If preponderance of the evidence is good enough for a Domestic Violence Restraining Order, it should be enough for the court of public opinion too: Understanding legal standards following the #metoo movement
As the #metoo movement continues to make headlines and survivors throughout the country continue to speak up, many people are expressing concerns over taking allegations as fact. In addition to expressing these concerns, many people are claiming that no crimes have been committed and that the alleged perpetrators - Harvey Weinstein, Kevin Spacey, Adam Venit, and many others - are still "innocent until proven guilty" and that they have not been shown to be "guilty beyond a reasonable doubt."
While those statements are true, they confuse the issue. Guilt beyond a reasonable doubt is the standard used in criminal courts in the United States. However, when it comes to civil liability, the standard is often "by a preponderance of the evidence," essentially meaning "more likely than not." In fact, this standard is applied to the issuance of Domestic Violence Restraining Orders (DVRO). Much of the accused behavior would be grounds for a survivor to obtain a DVRO, but that remedy was not pursued (likely for the same reasons that the survivors remained silent for all these years). So, to infer that the behavior of these men would not subject them to any court liability is inaccurate and does a disservice to survivors who may now be further silenced for not thinking they can do anything.

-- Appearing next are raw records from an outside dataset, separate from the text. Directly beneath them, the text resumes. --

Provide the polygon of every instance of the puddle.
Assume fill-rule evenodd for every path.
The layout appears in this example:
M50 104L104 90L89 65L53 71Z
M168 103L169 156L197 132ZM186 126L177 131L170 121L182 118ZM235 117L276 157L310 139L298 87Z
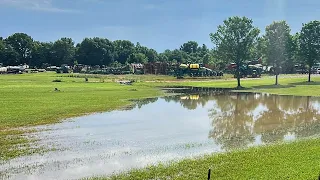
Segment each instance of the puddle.
M183 91L182 91L183 90ZM320 98L210 89L37 128L60 149L0 164L0 179L79 179L320 134Z

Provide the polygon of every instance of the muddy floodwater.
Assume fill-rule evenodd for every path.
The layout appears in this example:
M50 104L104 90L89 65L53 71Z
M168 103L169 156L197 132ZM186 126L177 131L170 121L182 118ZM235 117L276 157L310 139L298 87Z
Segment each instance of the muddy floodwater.
M187 157L317 137L320 98L209 90L136 101L29 136L57 148L2 162L0 179L79 179Z

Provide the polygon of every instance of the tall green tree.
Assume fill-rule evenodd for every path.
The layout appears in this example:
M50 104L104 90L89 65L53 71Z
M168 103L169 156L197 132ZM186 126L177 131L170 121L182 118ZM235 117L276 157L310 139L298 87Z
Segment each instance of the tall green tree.
M32 52L31 52L31 64L30 66L36 66L39 67L42 63L45 62L45 57L42 52L42 45L39 41L34 41L32 46Z
M294 73L294 65L299 63L299 33L293 34L289 36L289 40L287 43L287 58L283 63L283 71L288 74Z
M230 17L218 26L216 33L210 33L210 38L216 46L219 57L225 62L236 63L238 88L240 84L240 66L250 58L250 49L256 41L260 30L253 26L253 21L247 17Z
M1 44L1 43L0 43ZM20 63L20 56L19 53L6 42L2 42L2 45L0 45L0 63L3 63L3 65L18 65Z
M4 51L5 51L5 49L6 49L6 46L5 46L4 42L3 42L3 38L0 37L0 63L4 63L4 58L5 58Z
M286 21L276 21L266 27L267 62L274 67L276 82L280 68L290 57L290 27Z
M311 68L320 59L320 21L303 24L299 39L300 53L309 66L308 82L310 82Z
M265 60L266 58L266 39L262 37L258 37L257 41L254 43L254 46L251 48L251 59L259 59L262 58L262 60ZM263 62L266 63L266 62Z
M109 65L113 62L113 43L105 38L85 38L79 45L76 58L80 64Z
M200 58L203 58L208 53L209 53L209 49L205 44L202 44L202 47L198 47L198 56Z
M148 57L144 55L143 53L133 53L130 54L128 60L128 63L146 63L148 62Z
M196 41L188 41L180 47L180 50L188 54L196 53L198 51L198 43Z
M300 33L295 33L291 35L291 52L292 52L292 59L294 64L301 63L300 58Z
M160 62L168 62L168 56L165 53L159 53L158 59Z
M44 64L51 64L52 42L34 41L31 52L31 66L42 67Z
M33 39L31 36L25 33L15 33L5 39L5 41L8 46L11 46L19 55L18 62L13 65L31 63L31 51L33 46ZM13 62L12 60L10 61Z
M210 63L210 54L209 53L207 53L206 55L203 56L202 63L203 64L209 64Z
M72 65L75 60L75 49L71 38L64 37L55 41L52 46L52 65Z
M142 46L139 42L137 42L136 46L135 46L135 53L142 53L144 55L146 55L148 53L149 49L145 46Z
M116 40L114 45L114 57L115 60L125 64L131 54L135 52L135 46L128 40Z
M156 62L159 60L158 53L154 49L148 49L147 53L145 56L148 58L149 62Z
M183 53L179 49L175 49L170 52L169 61L182 63L183 60Z
M210 65L214 65L215 68L219 69L219 70L224 70L227 68L227 64L230 62L229 60L225 60L223 58L221 58L217 52L217 49L214 48L212 50L209 51L210 54L210 61L209 64Z
M188 41L180 46L182 59L184 62L202 63L204 56L209 53L205 44L199 46L196 41Z
M171 51L170 49L164 50L164 52L163 52L162 54L164 54L165 56L167 56L168 61L170 61L170 57L171 57L171 54L172 54L172 51Z

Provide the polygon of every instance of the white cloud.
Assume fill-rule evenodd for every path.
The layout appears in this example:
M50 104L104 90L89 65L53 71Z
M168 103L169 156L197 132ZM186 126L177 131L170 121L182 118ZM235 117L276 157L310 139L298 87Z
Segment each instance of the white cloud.
M63 13L79 12L72 9L62 9L62 8L55 7L52 4L52 0L0 0L0 5L21 8L21 9L30 9L35 11L46 11L46 12L63 12Z

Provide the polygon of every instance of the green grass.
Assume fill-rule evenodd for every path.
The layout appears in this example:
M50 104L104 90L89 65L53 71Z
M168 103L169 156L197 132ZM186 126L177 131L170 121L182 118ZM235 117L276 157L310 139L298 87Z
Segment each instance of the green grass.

If the standard to obtain a DVRO is essentially "more likely than not," then there shouldn't be any problem with employers or the general public making their decisions based on a "more likely than not" standard - essentially using their own judgment. In addition, if you are a survivor of sexual harassment or any other abusive behavior and are in fear of your safety, don't be discouraged by others, and consider seeking a Domestic Violence Restraining Order.